Replied McNulty: “It’s not magic money, it’s things that won’t be done.”
To which Rice replied: “And I’m saying don’t repeal FASTER until you find another source of suitable revenue to replace it.”
Two “friendly” bills are expected to come up to amend FASTER. One would reduce late fees on non-motorized vehicles such as horse and boat trailers. The fee hikes were accompanied by increased late fees ranging between $25 and $100 depending on the length of the delay, and took away county clerks’ discretion to waive them. Folks who broke out their trailers in the summer and fall and went to get new tags were stunned to be hit with a $100 fee on top of the registration cost for trailers they only used sparingly.
One proposed bill would cut the fee in half only on non-motorized vehicles – coming in late is, after all, still late. A second bill would allow clerks some leeway to waive the late fees. The state didn’t expect the late-fee windfall and the loss of some of the fees wouldn’t dent FASTER’s predicted revenues.
But opponents of FASTER are expected to attempt an outright repeal, and a citizen initiative is on its way to the ballot that would not only repeal it, but cut registration fees down to a maximum of $10 – further slashing transportation funding, as those fees go into the Highway Users Tax Fund.
User fees had been the traditional method for building transportation facilities nationwide as well as in Colorado, until 1992 when the TABOR bill passed and required statewide votes to raise taxes. Since then, there has been no increase in the state gas tax, which stands at 22 cents (20.5 cents for diesel). Colorado gas tax is below the national average of 28.9 cents among all the states.
Inside Lane reported last month that for fiscal year 2009, which ended June 30, Colorado collected just slightly more in gas taxes than it did in 2001, putting state transportation infrastructure funding back where it was at the beginning of the decade while costs have risen substantially. In fact, in 2009 Colorado gas tax collections declined 6.5 percent from 2008.
Amid reluctance to ask voters to approve higher taxes at the pump, legislators have made several forays into subsidizing transportation from the general fund. That’s the part of the state budget that funds things such as K-12 education, higher ed, health care, human services, prisons, courts and other general government functions.
In 1997, lawmakers passed Senate Bill 1, which diverted up to a set limit of money after all other general fund limits had been reached – the six-percent growth cap and a four-percent reserve fund. In 2002, they passed House Bill 1310, which allowed a further diversion to transportation in years when the SB 1 limit had been reached.

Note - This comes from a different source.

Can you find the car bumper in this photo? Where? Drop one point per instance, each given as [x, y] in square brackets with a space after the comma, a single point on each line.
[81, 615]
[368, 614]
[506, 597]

But in poor economic years, those thresholds were not hit. Because the subsidies could only take the very last dollars to flow in, they were the first things to disappear in bad years – 2003 through 2005, and again last year and projected to remain at zero until 2012.
It meant wild fluctuations in CDOT budgets from year to year, and this unstable and unpredictable “feast or famine” cycle brought difficulty to the annual transportation planning process.

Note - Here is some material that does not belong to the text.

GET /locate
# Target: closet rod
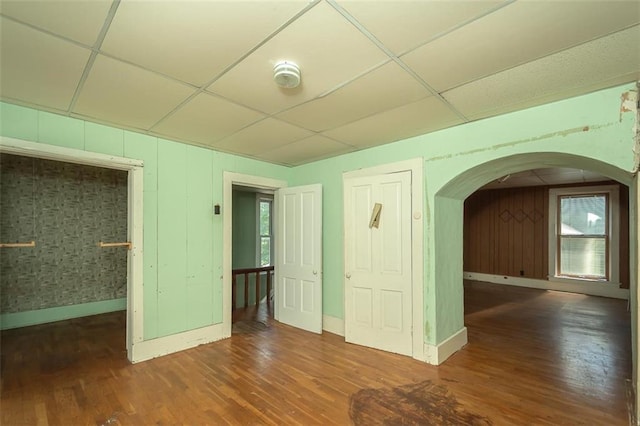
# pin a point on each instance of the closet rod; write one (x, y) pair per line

The legislature this year got rid of SB 1 and HB 1310 when it passed Senate Bill 228. That replaced an 18-year-old growth cap on the general fund. CCA was successful in gaining an amendment stipulating that starting in 2013, two percent of general fund revenue will be diverted to transportation for a five-year period – but only if personal income growth in Colorado the year before is at least five percent. If it isn’t, the five years of diversions wait until a year when income growth does hit five percent. After it’s triggered, the subsidy continues for five years, at two percent, no matter what happens to the general fund budget in years two through five.
CCA said the five-percent personal income growth target has been reached in Colorado four out of every five years, historically. It then estimated that SB 228 would result in slightly more money for transportation over five years than SB 1 and HB 1310 combined were projected to yield. Because of the recession, state budget analysts projected there would be no SB 1 or HB 1310 transfers at all for the next three years anyway.